CaF2 ==> Ca^+2 + 2F^-
Ksp = (Ca^+2)(F^-)^2
You know solubility CaF2 = 2.1 x 10^-4; therefore, (Ca^+2) = 2.1 x 10^-4. Since (F^-) is twice that, (F^-) = 4.2 x 10^-4. Plug those values into the Ksp expression I wrote above and solve for Ksp.
................CaF2 ==> Ca^2+ + 2F^-
I.................solid...........0............0
C............... solid...........x.............2x
E.................solid...........x............2x
Ksp = (Ca^2+)(F^-)^2 = (x)(2x)^2 = 4x^3
The problems tells you the value of x.
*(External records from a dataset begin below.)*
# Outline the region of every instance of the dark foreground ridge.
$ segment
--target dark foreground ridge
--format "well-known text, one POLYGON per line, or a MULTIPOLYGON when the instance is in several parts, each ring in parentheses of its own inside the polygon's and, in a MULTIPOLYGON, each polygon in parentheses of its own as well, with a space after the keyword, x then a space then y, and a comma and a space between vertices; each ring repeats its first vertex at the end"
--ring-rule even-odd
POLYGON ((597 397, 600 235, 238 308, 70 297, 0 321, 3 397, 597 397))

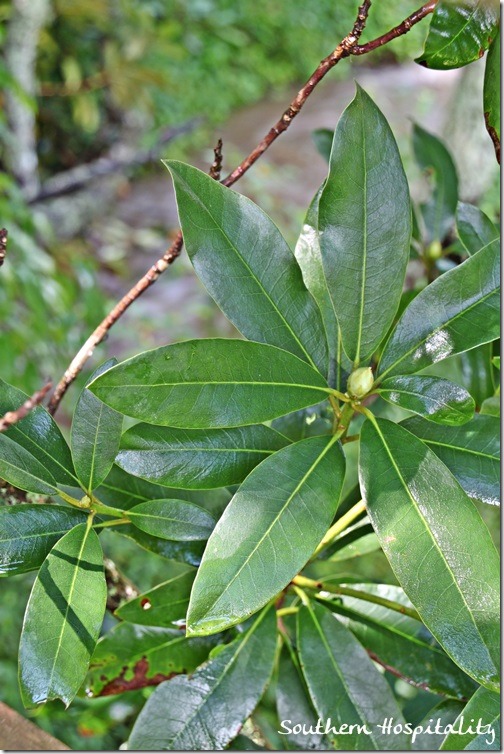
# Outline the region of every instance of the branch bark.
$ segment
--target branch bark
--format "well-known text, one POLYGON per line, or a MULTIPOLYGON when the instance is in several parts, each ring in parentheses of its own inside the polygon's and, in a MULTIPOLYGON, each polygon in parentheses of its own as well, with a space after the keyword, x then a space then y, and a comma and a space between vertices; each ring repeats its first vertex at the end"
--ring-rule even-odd
MULTIPOLYGON (((381 47, 387 42, 390 42, 396 37, 407 34, 408 31, 421 21, 429 13, 432 13, 436 7, 437 0, 430 0, 430 2, 423 5, 417 11, 404 19, 401 24, 394 27, 386 34, 383 34, 376 39, 367 42, 364 45, 359 45, 359 40, 364 31, 366 20, 369 14, 372 0, 364 0, 359 7, 355 23, 352 31, 344 37, 339 45, 330 53, 327 57, 320 61, 319 65, 310 76, 308 81, 299 90, 294 97, 289 107, 285 110, 281 118, 270 128, 268 133, 259 142, 257 147, 221 182, 224 186, 232 186, 238 181, 252 165, 264 154, 264 152, 273 144, 274 141, 280 136, 280 134, 286 131, 293 119, 299 114, 306 100, 315 89, 315 87, 322 81, 326 74, 337 65, 343 58, 350 55, 363 55, 371 50, 375 50, 381 47)), ((56 389, 49 401, 49 411, 54 414, 66 391, 72 382, 76 379, 81 372, 86 361, 92 356, 94 349, 105 338, 110 328, 117 322, 117 320, 123 315, 129 306, 135 301, 147 288, 156 282, 158 277, 175 261, 182 251, 183 239, 182 233, 179 231, 172 245, 167 249, 161 259, 158 259, 152 267, 147 270, 145 275, 131 288, 128 293, 115 305, 112 311, 105 317, 105 319, 98 325, 96 330, 89 336, 80 351, 72 359, 71 364, 65 371, 65 374, 60 379, 56 389)))
POLYGON ((7 411, 7 413, 0 419, 0 432, 5 432, 9 427, 12 427, 13 424, 16 424, 16 422, 21 421, 25 416, 28 416, 30 411, 33 411, 36 406, 42 403, 51 388, 52 382, 48 382, 43 388, 37 390, 31 398, 28 398, 28 400, 26 400, 17 411, 7 411))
Plug and chug.
Note: You can plug in differently depending upon how you want to do it.
Ksp = (Ca^2+)(F^-)^2 = (2.1E-4)(4.2E-4)^2 = ?
You should get the same number either way. Try it.
thank you omg thank you
To calculate the solubility product constant (Ksp) of CaF2, we need to know the molar concentrations of calcium ions (Ca2+) and fluoride ions (F-) in a saturated solution of CaF2. The molar solubility of CaF2 is given as 2.1 x 10^-4 M, which means that at equilibrium, the concentration of Ca2+ ions and F- ions in the solution is both equal to 2.1 x 10^-4 M.
The balanced chemical equation for the dissolution of CaF2 is:
CaF2 (s) ⇌ Ca2+ (aq) + 2F- (aq)
Since the stoichiometry of the balanced equation is 1:1, the concentration of Ca2+ is also 2.1 x 10^-4 M, and the concentration of F- is 2 x (2.1 x 10^-4 M) = 4.2 x 10^-4 M.
Now, we can use the concentrations of Ca2+ and F- ions to calculate the Ksp value.
Ksp = [Ca2+][F-]^2
Ksp = (2.1 x 10^-4 M) * (4.2 x 10^-4 M)^2
Ksp = 1.47 x 10^-11
So, the Ksp value of CaF2 is 1.47 x 10^-11.
Note: The value may vary depending on the temperature and the source of the solubility data.